Bruxelles, 25/03/2002 (Agence Europe) - Le ministre italien des Transports, Pietro Lunardi, rencontrait ce lundi à Bruxelles les Commissaires européens aux transports, Loyola de Palacio, et au marché intérieur, Frits Bolkestein, pour leur faire part des doléances italiennes à propos de la fermeture du tunnel du Mont-Blanc aux camions. Le Commissaire Bolkestein a indiqué à l'issue de la rencontre que la Commission avait adressé une demande d'information à la France pour qu'elle justifie la fermeture du tunnel. Paris a cinq jours pour répondre, avant que la Commission ne décide d'ouvrir une procédure d'infraction pour entrave à la libre circulation. Il n'y a pas nécessairement infraction si la fermeture est justifiée pour des raisons de sécurité, a précisé le Commissaire. La question devrait être abordée lors du Conseil Transports mardi, dans le cadre d'une discussion plus générale sur le transit routier dans les Alpes, incluant la question du transit en Autriche et en Suisse.

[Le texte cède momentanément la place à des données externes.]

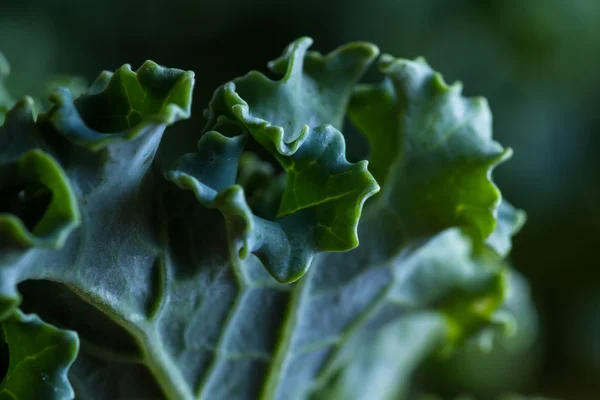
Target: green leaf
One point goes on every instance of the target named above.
(439, 294)
(166, 287)
(294, 119)
(122, 106)
(509, 223)
(431, 149)
(6, 101)
(40, 357)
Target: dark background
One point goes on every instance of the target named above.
(535, 60)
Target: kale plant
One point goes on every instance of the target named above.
(263, 264)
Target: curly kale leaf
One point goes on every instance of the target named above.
(167, 288)
(40, 357)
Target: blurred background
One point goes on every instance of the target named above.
(535, 60)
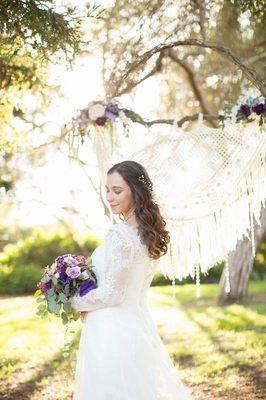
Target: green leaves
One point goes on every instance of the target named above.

Lors d'une réunion conjointe Italie/France le 5 mars, le ministre français des Transports, Jean-claude Gayssot s'était engagé à réouvrir le tunnel aux voitures le 9 mars et le 25 mars aux camions. Les engagements ont été tenus pour les voitures mais pas pour les camions. Or, a souligné Pietro Lunardi devant la presse, "la France n'a donné aucune raison technique ou de sécurité pour justifier son refus (d'ouvrir le tunnel aux poids lourds). Il semble qu'il s'agisse de motivations relevant purement de la politique intérieure, et qui créent une situation d'urgence pour les routiers". La fermeture du tunnel depuis l'accident de mars 1999 a coûté 2,58 milliards d'euros à l'économie italienne, a-t-il indiqué. Le ministre français avait déclaré la semaine dernière que, à terme, "au moins 35% des camions passant actuellement par le tunnel du Fréjus" repasseront par le Mont-Blanc, mais "après trois ans d'interruption, une phase expérimentale est nécessaire. Elle sera réservée aux plus petits camions".
La Commission n'a pas encore de preuve d'infraction à la législation sur la libre circulation, mais examinera les plaintes qui lui seront présentées, a indiqué lundi Jonathan Todd, porte-parole du Commissaire Bolkestein, avant la rencontre des Commissaires et du ministre italien. Gilles Gantelet, porte-parole de Mme de Palacio, a remarqué pour sa part qu'il existe un "réel problème d'asphyxie de la région", depuis la fermeture du tunnel et le report du trafic vers le tunnel du Brenner et du Fréjus. Depuis la fermeture du Mont-Blanc, 1,6 million de camions passent chaque année par la vallée de la Maurienne et le tunnel du Fréjus. "Il faudra voir pourquoi le tunnel n'a pas été ouvert aux poids lourds et s'il y a de réelles raisons de sécurité", a-t-il précisé. Il a souligné que la Commission a insisté dans son Livre blanc sur l'avenir des transports en Europe sur la nécessité de développer des infrastructures alternatives à la route.
Le projet de ferroutage Lyon/Turin, dont le chantier a été lancé la semaine dernière par les ministres français et italien des Transports, est "une urgence", a-t-il remarqué, en regrettant que le projet actuel prévoit un tunnel à un tube, au lieu de deux comme le préconise la Commission pour éviter que des accidents comme celui du Mont-Blanc ne puissent se reproduire. D'un coût total de 11 milliards d'euros, le tunnel ferroviaire de la ligne Lyon-Turin est programmé pour 2015, mais pourrait être prêt vers 2012, assurent les autorités françaises. Cette ligne devrait transporter un million de camions par an. Parallèlement, les capacités de la ligne Dijon-Modane-Italie devraient être augmentées pour transporter 35.000 à 50.000 camions par an vers 2007.